Sejak beroperasinya bus Trans Jogja pada bulan Februari 2008, jumlah penumpang bus ini terus menunjukkan kenaikan, apalagi di masa liburan panjang seperti Idul Fitri, bus-bus tersebut selalu penuh dengan penumpang. Namun, perkembangan angkutan umum bus Trans Jogja tampaknya tidak mendapat dukungan dari aparat-aparat yang semestinya memberikan dukungan.
Menurut pandangan pakar lalu lintas UGM, Prof. Dr.-Ing. Ir. Ahmad Munawar, M.Sc., birokrasi menjadi kendala. Hal itu ditunjukkan dengan mangkraknya dua puluh bus baru Trans Jogja bantuan dari Kementerian Perhubungan. “Sudah hampir setahun mangkrak tidak dapat beroperasi karena kendala pengalihan plat nomor dari plat merah ke plat kuning. Padahal, untuk kota-kota lain, seperti Surakarta dan Pekanbaru, tidak menjadi masalah dan sudah beroperasi dengan baik. Sepertinya kepentingan umum dikalahkan oleh rumitnya birokrasi di Yogyakarta,” kata Ahmad Munawar di kampus UGM, Jumat (1/10).
Selain itu, belum munculnya kesadaran aparat di lapangan akan prioritas angkutan umum menjadikan angkutan umum perkotaan terkesan “disisihkan”. Di saat terjadi kemacetan di Jalan Malioboro, misalnya, dengan penerapan sistem buka-tutup, angkutan umum perkotaan, baik Trans Jogja maupun angkutan umum perkotaan lainnya semestinya dapat memperoleh prioritas untuk melewati. “Dengan begitu, para calon penumpang yang telah menunggu di halte-halte sepanjang Malioboro tidak kecewa, terlebih para penumpang yang berada di dalam bus, terpaksa harus berhenti jauh dari tujuannya,” tuturnya.
Ketua Tim Proyek HiLink ‘Keterpaduan Angkutan Umum Perkotaan Yogya dan Solo’ hasil kerja sama UGM, Dishubkominfo DIY, dan PT Gama Techno ini mengatakan uji coba ‘bus priority system’ yang dilakukan di simpang tiga Universitas Islam Negeri Yogyakarta beberapa waktu lalu terpaksa dihentikan karena dianggap “mengganggu lalu lintas”. Padahal, di negara-negara jiran, seperti Singapura dan Australia, sudah biasa menggunakan sistem semacam itu sejak belasan tahun yang lalu, yakni sistem prioritas yang mengubah secara otomatis sinyal lalu lintas menjadi hijau pada saat bus lewat.

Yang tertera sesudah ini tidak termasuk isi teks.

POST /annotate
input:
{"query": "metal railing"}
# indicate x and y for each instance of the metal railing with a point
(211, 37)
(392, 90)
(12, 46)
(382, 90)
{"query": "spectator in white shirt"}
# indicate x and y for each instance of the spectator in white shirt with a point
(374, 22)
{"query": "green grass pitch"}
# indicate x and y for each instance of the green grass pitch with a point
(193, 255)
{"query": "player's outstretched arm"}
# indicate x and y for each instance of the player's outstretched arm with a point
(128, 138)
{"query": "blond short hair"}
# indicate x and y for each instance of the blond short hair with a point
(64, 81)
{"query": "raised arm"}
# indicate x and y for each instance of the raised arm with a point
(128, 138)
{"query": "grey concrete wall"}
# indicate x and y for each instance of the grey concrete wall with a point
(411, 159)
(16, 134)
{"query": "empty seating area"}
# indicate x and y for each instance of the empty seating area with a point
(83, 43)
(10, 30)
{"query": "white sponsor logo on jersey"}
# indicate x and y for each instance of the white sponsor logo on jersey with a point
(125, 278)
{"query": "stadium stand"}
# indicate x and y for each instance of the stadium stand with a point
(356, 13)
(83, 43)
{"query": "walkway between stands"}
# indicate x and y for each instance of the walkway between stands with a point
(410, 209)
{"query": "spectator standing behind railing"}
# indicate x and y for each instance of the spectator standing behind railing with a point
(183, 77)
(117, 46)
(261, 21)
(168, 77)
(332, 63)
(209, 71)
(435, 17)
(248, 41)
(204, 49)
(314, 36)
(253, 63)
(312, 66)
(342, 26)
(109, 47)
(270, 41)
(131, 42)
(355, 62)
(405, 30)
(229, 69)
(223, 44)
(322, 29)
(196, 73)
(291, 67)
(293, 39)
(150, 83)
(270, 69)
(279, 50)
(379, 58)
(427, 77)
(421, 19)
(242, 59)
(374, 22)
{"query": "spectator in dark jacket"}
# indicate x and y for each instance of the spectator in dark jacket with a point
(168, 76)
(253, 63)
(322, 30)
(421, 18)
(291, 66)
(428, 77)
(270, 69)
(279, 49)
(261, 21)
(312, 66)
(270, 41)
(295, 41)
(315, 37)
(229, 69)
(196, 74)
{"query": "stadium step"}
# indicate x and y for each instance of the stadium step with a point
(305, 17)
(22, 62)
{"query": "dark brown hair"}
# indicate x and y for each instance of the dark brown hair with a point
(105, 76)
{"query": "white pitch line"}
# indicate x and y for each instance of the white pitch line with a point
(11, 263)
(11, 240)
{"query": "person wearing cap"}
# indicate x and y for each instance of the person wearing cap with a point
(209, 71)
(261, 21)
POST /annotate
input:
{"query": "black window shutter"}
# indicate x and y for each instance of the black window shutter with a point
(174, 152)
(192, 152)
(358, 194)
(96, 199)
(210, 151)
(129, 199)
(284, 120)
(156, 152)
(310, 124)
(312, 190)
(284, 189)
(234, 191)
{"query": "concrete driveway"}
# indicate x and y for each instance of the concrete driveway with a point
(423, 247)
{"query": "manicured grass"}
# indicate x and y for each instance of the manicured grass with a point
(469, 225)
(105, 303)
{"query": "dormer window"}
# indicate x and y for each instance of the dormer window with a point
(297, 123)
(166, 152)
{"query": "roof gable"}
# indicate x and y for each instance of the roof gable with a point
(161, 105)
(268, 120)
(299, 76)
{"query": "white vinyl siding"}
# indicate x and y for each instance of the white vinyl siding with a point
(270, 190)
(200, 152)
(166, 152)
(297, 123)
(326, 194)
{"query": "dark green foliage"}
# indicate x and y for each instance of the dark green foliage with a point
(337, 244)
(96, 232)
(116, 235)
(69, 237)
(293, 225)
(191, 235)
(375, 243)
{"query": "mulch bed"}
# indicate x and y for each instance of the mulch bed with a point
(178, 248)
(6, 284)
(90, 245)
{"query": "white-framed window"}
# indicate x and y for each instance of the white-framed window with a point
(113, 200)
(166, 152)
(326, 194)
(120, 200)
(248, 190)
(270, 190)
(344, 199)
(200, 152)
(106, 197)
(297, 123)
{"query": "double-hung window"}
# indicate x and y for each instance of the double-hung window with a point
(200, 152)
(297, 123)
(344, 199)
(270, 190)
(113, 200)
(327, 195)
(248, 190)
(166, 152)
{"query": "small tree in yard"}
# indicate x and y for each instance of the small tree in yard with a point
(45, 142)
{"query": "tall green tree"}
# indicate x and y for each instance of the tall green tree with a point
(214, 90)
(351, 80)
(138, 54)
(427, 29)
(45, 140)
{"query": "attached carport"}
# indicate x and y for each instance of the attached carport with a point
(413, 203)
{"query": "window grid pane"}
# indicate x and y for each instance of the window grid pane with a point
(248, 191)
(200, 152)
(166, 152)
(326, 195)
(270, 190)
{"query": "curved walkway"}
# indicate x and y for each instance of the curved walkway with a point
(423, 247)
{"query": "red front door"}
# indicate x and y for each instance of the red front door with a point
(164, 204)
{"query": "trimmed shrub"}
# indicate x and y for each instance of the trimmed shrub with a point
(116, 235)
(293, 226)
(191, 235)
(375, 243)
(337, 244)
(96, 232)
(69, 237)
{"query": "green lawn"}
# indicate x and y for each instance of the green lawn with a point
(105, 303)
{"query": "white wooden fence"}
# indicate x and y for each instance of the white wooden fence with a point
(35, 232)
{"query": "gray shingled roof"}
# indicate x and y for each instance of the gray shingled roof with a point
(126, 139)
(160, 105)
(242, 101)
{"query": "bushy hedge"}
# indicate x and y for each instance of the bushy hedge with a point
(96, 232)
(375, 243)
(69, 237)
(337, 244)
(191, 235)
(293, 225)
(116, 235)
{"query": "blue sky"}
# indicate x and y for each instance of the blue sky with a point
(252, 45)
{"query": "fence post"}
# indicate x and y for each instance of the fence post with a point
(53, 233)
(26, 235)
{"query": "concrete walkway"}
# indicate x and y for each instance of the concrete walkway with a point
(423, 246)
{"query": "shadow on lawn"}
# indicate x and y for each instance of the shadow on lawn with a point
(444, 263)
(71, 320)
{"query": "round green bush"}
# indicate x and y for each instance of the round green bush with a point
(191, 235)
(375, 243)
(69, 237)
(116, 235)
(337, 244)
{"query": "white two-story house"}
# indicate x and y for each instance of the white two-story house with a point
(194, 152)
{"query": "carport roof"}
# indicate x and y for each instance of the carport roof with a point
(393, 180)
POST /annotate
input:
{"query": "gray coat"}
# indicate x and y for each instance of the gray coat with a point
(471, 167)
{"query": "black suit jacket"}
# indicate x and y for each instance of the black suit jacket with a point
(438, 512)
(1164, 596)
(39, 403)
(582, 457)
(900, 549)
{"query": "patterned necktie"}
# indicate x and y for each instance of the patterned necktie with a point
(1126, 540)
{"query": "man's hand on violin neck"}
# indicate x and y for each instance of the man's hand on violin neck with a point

Dengan demikian, bus tidak pernah berhenti karena lampu merah pada saat mendekati simpang bersinyal. “Karenanya, kemacetan lalu lintas yang sudah mulai terasa di Yogyakarta tidak dapat diatasi dengan hanya mengatur arus lalu lintas di lapangan, namun harus dengan kebijakan demand management, terutama untuk mengalihkan pengguna kendaraan pribadi ke angkutan umum. Ini dilakukan dengan memberikan prioritas-prioritas pada angkutan umum perkotaan Yogyakarta guna membuat angkutan umum lebih atraktif,” jelas dosen Manajemen Lalu Lintas, Jurusan Teknik Sipil dan Lingkungan UGM ini.
Di Yogyakarta, kata Ahmad Munawar, sesungguhnya telah ada rencana-rencana lanjutan untuk memadukan angkutan umum perkotaan, yaitu Trans Jogja dengan kereta api Prameks dan Trans Batik Solo, bahkan telah mencapai tahap jadwal hingga tiket. “Namun sayang, karena masih terkendala birokrasi dan aparat belum memiliki kesadaran akan pentingnya prioritas angkutan umum, maka pengembangan angkutan umum perkotaan mengalami hambatan dan dikhawatirkan kemacetan di Yogyakata akan semakin parah,” pungkasnya. (Humas UGM/ Agung)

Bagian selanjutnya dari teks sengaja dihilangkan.